A systematic literature review methodology was adopted to find, evaluate, analyse, and synthesize literature in a transparent, replicable manner. Retrieved articles were categorized by the following topics: year of publication, journal name, whether from practice or academia, research methods employed, and country of residence of corresponding author, in order to establish trends in publications from 1970 to date. A series of keyword searches were conducted on electronic databases between May 2012 and July 2012. The literature obtained was evaluated against specified criteria for relevance and quality.

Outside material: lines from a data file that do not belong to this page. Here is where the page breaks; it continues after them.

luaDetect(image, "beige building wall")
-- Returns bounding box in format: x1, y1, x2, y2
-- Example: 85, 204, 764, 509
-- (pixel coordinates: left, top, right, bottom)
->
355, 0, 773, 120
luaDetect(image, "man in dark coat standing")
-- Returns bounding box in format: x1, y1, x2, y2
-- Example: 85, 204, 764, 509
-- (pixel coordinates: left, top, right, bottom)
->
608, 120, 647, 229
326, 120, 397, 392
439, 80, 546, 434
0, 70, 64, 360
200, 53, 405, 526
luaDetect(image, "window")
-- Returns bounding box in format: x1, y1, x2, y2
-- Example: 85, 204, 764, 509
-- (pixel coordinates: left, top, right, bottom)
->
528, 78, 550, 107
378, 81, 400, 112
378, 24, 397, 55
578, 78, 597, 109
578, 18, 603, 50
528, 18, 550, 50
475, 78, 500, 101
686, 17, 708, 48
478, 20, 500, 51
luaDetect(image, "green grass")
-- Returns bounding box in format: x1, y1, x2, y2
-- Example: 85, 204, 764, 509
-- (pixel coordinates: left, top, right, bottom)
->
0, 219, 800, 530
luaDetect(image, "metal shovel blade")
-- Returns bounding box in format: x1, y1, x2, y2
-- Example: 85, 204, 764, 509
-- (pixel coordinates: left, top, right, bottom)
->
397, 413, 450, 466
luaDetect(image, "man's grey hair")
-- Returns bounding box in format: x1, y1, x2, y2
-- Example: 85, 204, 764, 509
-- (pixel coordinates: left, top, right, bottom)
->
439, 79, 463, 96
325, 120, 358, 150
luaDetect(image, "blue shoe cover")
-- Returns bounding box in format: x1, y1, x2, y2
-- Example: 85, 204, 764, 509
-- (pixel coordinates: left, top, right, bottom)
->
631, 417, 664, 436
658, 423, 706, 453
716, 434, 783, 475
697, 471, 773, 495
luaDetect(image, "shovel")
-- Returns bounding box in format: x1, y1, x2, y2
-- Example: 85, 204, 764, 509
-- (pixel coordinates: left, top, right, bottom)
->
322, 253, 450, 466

Reference lists from articles that met the selection criteria were used to locate further literature; grey literature from other sources was also assessed against the specified criteria for relevance and quality.
The importance of the role of supply chain is clearly established. The study identified a number of factors that affect medicine availability at service delivery points in developing countries and proposes a set of propositions that can be used for empirical investigation. Although effective SCM requires a focus on supply chain functions, Human
Resources (HR) is a cross-cutting issue, touching every function in the supply chain from quantification to service delivery. Hr It was found to be one of the challenges to ensuring medicine availability.
Peer-reviewed publications on factors affecting medicine availability are few, and many of those reviewed focused on other thematic areas such as the insurance, financing, affordability, regulations, selection, and rational use of medicine, as well as the health workforce and intellectual property rights. Less than half of all publications were written by authors residing in developing countries. While it was possible to identify the factors in the thematic analysis the study did not fully investigate them and the scale of the impact on availability by different factors. Further research is needed to determine this.
This is the first attempt to relate supply chain to World Health Organization (WHO) health systems strengthening building blocks and is the most comprehensive presentation of public health supply chain literature.